To create a more sustainable future, we need to work towards robots that can assist in farms and gardens to reduce the mental and physical workload of farm workers in a time of increasing crop shortages. We tackle the problem of intelligent object retrieval in a farm environment, providing a method that allows a robot to semantically reason about the location of an unseen goal object among a set of previously seen objects in the environment using a Large Language Model (LLM). We leverage object-to-object semantic relationships to best determine the best location to visit in order to most likely find our goal object. We deployed our system on the Boston Dynamics Spot Robot and found a success rate of 79%, with more improvements on the way. Research paper and website coming soon!

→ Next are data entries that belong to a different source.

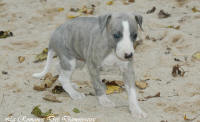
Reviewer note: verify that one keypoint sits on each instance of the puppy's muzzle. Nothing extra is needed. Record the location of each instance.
(128, 56)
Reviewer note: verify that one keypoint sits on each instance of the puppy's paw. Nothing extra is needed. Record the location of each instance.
(104, 101)
(77, 95)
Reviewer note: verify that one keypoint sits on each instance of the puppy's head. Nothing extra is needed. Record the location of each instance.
(122, 32)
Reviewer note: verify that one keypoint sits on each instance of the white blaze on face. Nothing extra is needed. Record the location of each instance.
(125, 45)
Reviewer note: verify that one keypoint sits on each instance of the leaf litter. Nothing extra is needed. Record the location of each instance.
(58, 89)
(51, 98)
(37, 112)
(113, 86)
(177, 70)
(5, 34)
(163, 14)
(151, 10)
(47, 82)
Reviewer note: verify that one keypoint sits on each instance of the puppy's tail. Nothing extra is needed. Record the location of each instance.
(46, 68)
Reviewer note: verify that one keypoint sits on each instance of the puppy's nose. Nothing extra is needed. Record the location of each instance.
(127, 56)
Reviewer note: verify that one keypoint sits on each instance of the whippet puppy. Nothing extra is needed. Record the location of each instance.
(98, 41)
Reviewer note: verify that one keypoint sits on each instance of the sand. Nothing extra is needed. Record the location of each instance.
(33, 21)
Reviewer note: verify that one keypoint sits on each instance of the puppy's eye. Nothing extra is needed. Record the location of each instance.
(117, 35)
(134, 36)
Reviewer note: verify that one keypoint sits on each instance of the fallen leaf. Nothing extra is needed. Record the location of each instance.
(113, 89)
(148, 97)
(141, 84)
(109, 2)
(51, 98)
(131, 1)
(4, 72)
(74, 9)
(194, 9)
(177, 71)
(42, 56)
(156, 95)
(163, 14)
(76, 110)
(60, 9)
(72, 16)
(21, 59)
(47, 83)
(151, 10)
(196, 56)
(114, 82)
(37, 112)
(5, 34)
(174, 27)
(58, 89)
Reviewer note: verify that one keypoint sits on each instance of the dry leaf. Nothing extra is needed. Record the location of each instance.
(196, 56)
(42, 56)
(114, 82)
(194, 9)
(113, 89)
(37, 112)
(60, 9)
(72, 16)
(174, 27)
(21, 59)
(163, 14)
(141, 84)
(4, 72)
(131, 1)
(5, 34)
(109, 2)
(51, 98)
(47, 83)
(148, 97)
(76, 110)
(58, 89)
(177, 71)
(151, 10)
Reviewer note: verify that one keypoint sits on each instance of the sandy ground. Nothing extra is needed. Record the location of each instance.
(33, 21)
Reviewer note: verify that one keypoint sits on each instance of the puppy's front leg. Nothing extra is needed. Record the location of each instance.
(129, 77)
(99, 87)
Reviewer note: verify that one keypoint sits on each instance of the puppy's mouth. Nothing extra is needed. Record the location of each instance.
(120, 58)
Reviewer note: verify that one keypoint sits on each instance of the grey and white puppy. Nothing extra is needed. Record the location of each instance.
(98, 41)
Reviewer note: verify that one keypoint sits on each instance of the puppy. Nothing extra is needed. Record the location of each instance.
(98, 41)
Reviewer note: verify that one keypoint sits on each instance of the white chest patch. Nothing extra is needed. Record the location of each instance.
(112, 60)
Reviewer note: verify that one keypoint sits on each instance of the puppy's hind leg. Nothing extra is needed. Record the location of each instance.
(46, 68)
(66, 69)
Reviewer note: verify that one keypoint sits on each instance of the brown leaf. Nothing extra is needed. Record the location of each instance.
(196, 56)
(151, 10)
(163, 14)
(194, 9)
(21, 59)
(47, 82)
(109, 2)
(51, 98)
(141, 84)
(131, 1)
(58, 89)
(177, 71)
(5, 34)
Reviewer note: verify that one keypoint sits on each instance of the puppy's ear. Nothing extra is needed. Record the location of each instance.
(103, 21)
(139, 20)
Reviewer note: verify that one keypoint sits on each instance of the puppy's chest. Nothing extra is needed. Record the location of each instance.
(112, 60)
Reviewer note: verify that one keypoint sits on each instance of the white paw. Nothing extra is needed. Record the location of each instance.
(37, 75)
(76, 95)
(104, 101)
(139, 114)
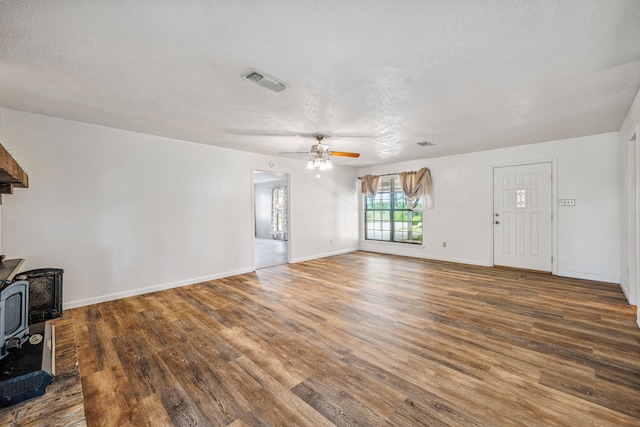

Since open-vocabulary detectors suffer from noisy outputs when presented with slightly cluttered scenes, we combine the open-vocabulary detector with a probabilistic filter to calculate better object state estmates to use for robotic grasping. In this case, we combined OWL-ViT and FAST Segment-Anything and leveraged fast CUDA computations to calculate multple segmentation masks of an object given just a text prompt, and then combined the estimates using a probabilistic filter, resulting in a highly reliable and accurate object tracking systems that robots can use for open-vocabulary grasping!
A vision pipeline for grape state estimation to support automated robotic harvesting. This pipeline consists of a grape bunch and stem segmentation model built using PyTorch and the WGISD dataset, and a 3D reconstruction algorithm that combines the grape masks and a depth map to reconstruct a grape point cloud for pose estimation. Read more about it on the project website!
Crosswalk Buddy is an independent research project under UM Robotics with the goal of developing a robot that will increase safety in pedestrian spaces. The aim of this robot is to increase driver visibility of pedestrians in low visibility scenarios. There are two phases - HRI Research and Autonomy Software Development. We developed a simulation of the robot in a city environment to construct human trials to gauge the best proximities and positions of the robot that create a comfortable experience for the pedestrian. Parallely, we have been developing the autonomy stack for a real robot platform. Above, we use YOLOv3 and simple 1D Kalman Filtering to construct a vision system for pedestrian state estimation.